Enzo Genton

Personal information
- Date of birth: 31 March 2006 (age 20)
- Place of birth: Ploemeur, France
- Height: 1.88 m (6 ft 2 in)
- Position: Centre-back

Team information
- Current team: Amiens (on loan from Lorient)
- Number: 25

Youth career
- 2011–2014: CS Honfleur
- 2014–2023: Lorient

Senior career*
- Years: Team / Apps / (Gls)
- 2023–: Lorient B / 31 / (3)
- 2024–: Lorient / 6 / (1)
- 2025–2026: → Rouen (loan) / 26 / (0)
- 2026–: → Amiens (loan) / 2 / (0)

International career^{‡}
- 2024: France U19 / 3 / (0)

= Enzo Genton =

French footballer (born 2006)

Enzo Genton (born 31 March 2006) is a French professional footballer who plays as a centre-back for club Amiens on loan from club Lorient.

== Club career ==
Born in Plomeur, Brittany, Genton joined the youth academy of Lorient in the under-9 age group. He made his Ligue 2 debut for the club in the 2024–25 season. On 27 September 2024, he scored his first professional goal for the club, an acrobatic volley from a corner kick that capped off a 3–0 win over Ajaccio.
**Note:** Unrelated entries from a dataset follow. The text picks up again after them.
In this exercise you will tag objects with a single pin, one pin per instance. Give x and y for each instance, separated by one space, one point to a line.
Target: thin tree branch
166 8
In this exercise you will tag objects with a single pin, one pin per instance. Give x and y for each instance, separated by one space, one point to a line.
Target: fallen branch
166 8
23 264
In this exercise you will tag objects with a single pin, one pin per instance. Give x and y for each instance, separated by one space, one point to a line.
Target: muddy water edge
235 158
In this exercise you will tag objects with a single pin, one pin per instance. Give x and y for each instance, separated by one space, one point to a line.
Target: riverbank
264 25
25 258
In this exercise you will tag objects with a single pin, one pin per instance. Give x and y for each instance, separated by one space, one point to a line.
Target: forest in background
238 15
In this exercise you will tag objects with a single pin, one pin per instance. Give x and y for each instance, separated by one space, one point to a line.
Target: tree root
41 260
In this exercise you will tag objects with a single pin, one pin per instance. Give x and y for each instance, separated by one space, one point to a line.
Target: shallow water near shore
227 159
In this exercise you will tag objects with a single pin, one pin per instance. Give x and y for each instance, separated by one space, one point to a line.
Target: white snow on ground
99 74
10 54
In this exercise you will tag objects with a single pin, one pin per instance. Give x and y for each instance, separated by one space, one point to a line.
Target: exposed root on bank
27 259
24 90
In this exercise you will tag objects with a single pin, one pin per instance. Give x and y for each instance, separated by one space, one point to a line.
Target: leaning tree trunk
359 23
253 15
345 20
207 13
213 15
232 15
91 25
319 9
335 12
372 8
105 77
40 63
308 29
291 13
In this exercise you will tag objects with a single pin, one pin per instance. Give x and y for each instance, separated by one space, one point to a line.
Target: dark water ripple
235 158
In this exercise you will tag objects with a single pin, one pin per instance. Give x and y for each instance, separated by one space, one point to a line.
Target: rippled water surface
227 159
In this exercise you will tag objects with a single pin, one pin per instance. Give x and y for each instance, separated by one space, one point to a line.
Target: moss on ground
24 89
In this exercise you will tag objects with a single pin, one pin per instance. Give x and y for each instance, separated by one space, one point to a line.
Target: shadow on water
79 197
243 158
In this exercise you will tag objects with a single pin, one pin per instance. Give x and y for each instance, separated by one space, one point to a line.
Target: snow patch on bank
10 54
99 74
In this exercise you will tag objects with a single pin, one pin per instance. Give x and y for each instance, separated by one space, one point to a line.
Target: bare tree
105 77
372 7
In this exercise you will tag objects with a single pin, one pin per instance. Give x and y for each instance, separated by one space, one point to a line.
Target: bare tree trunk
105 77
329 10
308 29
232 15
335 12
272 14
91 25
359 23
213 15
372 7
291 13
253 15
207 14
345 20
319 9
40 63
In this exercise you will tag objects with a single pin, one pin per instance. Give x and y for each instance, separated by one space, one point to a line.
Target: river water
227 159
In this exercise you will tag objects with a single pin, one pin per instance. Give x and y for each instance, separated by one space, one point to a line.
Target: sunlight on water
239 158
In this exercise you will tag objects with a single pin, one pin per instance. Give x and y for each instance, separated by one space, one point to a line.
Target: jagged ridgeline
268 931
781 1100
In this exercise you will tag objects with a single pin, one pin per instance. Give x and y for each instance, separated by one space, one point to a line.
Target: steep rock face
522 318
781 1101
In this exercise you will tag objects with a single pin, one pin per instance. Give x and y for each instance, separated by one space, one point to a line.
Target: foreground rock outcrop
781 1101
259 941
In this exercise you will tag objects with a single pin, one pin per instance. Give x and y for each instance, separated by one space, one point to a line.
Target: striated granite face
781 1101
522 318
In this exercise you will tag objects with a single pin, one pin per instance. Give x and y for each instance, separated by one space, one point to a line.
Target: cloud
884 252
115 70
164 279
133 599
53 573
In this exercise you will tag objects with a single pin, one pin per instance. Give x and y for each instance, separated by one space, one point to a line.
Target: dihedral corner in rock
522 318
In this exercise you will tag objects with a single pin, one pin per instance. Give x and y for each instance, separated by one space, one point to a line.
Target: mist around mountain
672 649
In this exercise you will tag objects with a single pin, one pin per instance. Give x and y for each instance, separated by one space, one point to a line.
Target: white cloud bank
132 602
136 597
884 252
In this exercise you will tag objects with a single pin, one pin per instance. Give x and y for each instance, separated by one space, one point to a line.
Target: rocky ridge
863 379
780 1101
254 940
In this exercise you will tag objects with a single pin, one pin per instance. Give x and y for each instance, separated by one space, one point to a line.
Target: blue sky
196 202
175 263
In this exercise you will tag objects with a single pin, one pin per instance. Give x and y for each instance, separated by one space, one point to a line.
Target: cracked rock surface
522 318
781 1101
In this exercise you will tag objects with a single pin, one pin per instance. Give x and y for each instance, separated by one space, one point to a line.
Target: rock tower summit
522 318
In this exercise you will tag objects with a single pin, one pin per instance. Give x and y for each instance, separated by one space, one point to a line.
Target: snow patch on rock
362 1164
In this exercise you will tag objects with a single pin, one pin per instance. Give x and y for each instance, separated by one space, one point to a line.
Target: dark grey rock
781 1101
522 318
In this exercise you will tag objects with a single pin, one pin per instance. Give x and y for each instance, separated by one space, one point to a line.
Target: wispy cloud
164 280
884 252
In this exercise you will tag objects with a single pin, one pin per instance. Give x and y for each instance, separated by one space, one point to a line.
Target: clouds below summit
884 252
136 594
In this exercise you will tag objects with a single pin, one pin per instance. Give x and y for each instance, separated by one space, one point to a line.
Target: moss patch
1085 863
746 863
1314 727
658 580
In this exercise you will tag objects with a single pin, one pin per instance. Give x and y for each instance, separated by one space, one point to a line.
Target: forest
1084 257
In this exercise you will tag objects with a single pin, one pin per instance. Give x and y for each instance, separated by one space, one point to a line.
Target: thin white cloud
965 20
On 5 March 2025, Genton signed his first professional contract with Lorient.

On 21 July 2025, Genton was loaned by Rouen in Championnat National.

== International career ==

Genton is a France youth international, making his debut for the under-19s in September 2024.

== Personal life ==

Enzo's father Benjamin Genton is a former professional footballer, while his uncle Florian Genton is a sports journalist.